SAWT BEIRUT INTERNATIONAL

| 23 January 2022, Sunday |

Le Premier ministre de Suède se retire de la vie politique… Quelle en est la raison?

Le parti au pouvoir au Royaume de Suède a choisi un nouveau chef, lors de la conférence annuelle du parti dans la ville de Göteborg, et le nouveau chef est Magdalena Andersson, la ministre des Finances du gouvernement actuel, et elle est censée devenir le Premier ministre de ce Pays scandinave, membre de l’Union européenne.

Le changement au sein des sociaux-démocrates suédois a commencé, avec la volonté absolue de l’ancien chef du parti, l’actuel Premier ministre Stefan Löfven, qui dirige le pays et le gouvernement depuis huit ans.

Après cela, il a décidé de laisser la barre de la direction à un nouveau visage, après sa fameuse crise avec le Parti de gauche de Suède, qui a retiré la confiance de son gouvernement précédent, et l’a revenu et l’a rétracté pour lui faire place, en prenant un gouvernement rupture que l’homme a refusé -apparemment- et a décidé de se retirer du travail politique dans l’ennui.

Avec l’arrivée de Magdalena Andersen au pouvoir au Parlement, son parti disposant d’une majorité limitée, les Suédois attendent son règne avec impatience et l’appellent la « Merkel de Suède ».

Autrement dit, ils assimilent cette femme politique têtue à Angela Merkel, la chancelière allemande, qui fait ses adieux à son poste dans son pays quelques jours plus tard.

La Suède vit actuellement au milieu d’une saison électorale anticipée, bien que le mandat du parlement actuel s’étende sur près d’un an, mais les candidats se multiplient, après l’arrivée d’une cinquième femme à la tête du parti le plus important du pays.

Outre cinq autres femmes, elles dirigent les partis d’opposition et neutres, comme la gauche, le centre et les démocrates-chrétiens, en plus du Parti libéral, ainsi que du Parti écologiste ou des Verts, qui a une présidence conjointe représentée par une femme et un homme.

Peut-être l’expérience politique en Suède, son actuel Premier ministre, Lofven, l’a-t-elle résumée lorsqu’il a déclaré dans son discours d’adieu à ses camarades : « Tout futur gouvernement doit bien servir.  »

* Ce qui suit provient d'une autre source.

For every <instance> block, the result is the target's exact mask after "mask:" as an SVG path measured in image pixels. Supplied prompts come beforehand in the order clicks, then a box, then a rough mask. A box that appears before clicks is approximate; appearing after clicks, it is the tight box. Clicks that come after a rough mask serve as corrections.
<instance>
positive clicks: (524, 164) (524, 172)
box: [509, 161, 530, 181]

La philosophie dirigeante de ce parti social-démocrate converge avec l’idéologie du Parti démocrate qui gouverne l’Amérique aujourd’hui, contrairement au contenu politique de son adversaire traditionnel, le Parti des directeurs ou le Parti républicain de Suède.

La Suède entretient, pendant la période de son règne du Parti socialiste, des relations économiques et politiques distinguées avec le monde arabe.

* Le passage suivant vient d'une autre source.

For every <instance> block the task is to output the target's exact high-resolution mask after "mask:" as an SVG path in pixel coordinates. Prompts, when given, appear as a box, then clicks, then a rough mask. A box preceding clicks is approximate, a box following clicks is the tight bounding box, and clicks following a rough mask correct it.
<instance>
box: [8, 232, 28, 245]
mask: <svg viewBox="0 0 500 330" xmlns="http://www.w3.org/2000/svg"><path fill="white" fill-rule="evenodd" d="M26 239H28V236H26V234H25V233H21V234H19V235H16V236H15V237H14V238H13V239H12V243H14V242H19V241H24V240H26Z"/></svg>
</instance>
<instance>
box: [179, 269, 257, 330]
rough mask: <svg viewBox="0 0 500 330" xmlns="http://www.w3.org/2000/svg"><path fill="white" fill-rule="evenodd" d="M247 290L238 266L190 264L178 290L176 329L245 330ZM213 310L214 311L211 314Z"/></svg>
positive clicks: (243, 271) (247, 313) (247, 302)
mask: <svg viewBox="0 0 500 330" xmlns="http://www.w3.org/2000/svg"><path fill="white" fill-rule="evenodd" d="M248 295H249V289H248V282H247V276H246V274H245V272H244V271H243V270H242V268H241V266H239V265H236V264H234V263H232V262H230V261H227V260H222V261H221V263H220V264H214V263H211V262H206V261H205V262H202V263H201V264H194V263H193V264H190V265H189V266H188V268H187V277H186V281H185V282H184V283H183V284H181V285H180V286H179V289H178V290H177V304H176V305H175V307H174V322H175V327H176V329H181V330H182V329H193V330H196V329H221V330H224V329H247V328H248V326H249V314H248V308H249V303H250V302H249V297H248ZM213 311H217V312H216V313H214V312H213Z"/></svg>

Surtout les États arabes du Golfe, et en particulier avec l’Arabie saoudite et les Émirats arabes unis, car ils sont des partenaires majeurs de la Suède dans les domaines de la technologie, de l’énergie et des industries lourdes qui caractérisent la Suède.

L’entrée de la Suède dans la ligne de crise yéménite a été officiellement lancée il y a près de deux ans.

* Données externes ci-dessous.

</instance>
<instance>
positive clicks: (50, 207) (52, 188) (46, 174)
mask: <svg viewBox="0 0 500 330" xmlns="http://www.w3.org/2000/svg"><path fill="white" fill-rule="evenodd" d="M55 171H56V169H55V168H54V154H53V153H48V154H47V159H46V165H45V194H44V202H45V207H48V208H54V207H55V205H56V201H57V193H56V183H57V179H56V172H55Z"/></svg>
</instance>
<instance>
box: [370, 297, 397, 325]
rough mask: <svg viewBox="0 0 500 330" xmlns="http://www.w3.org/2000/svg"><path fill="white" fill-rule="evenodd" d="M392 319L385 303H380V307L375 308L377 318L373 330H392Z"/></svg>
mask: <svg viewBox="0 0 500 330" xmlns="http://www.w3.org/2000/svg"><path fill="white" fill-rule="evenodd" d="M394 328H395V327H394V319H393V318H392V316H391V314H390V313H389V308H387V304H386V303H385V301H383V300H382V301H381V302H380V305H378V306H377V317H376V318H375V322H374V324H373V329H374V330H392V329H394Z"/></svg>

Lorsque sa capitale, Stockholm, a tenu d’importantes négociations entre le gouvernement légitime et le groupe de coup d’État Houthis, qui ont abouti à ce qui a été appelé plus tard l’Accord de Stockholm, que les milices ont violé et n’ont pas respecté sa partie liée à la ville stratégique de Hodeidah.

Il y a quelques mois, le Conseil de sécurité de l’ONU a voté pour nommer le diplomate suédois chevronné, Hans Grundberg, en tant qu’envoyé de l’ONU au Yémen.

Il s’agit d’un pas franchi par le monde, après que la Suède a tenu à faire avancer son initiative pacifique envers ce pays arabe affligé, d’autant plus que le ministre suédois des Affaires étrangères Ann Linde s’est rendu en Arabie saoudite, aux Émirats arabes unis et au Sultanat d’Oman au début de l’été dernier, afin de trouver une solution à ce conflit en cours.

La Suède aura-t-elle un nouveau visage politique après l’arrivée attendue de Magdalena Anderson à la tête du gouvernement?

La réponse à cela dépendra des performances du futur gouvernement socialiste et des politiques internes et externes qu’il entend mettre en œuvre.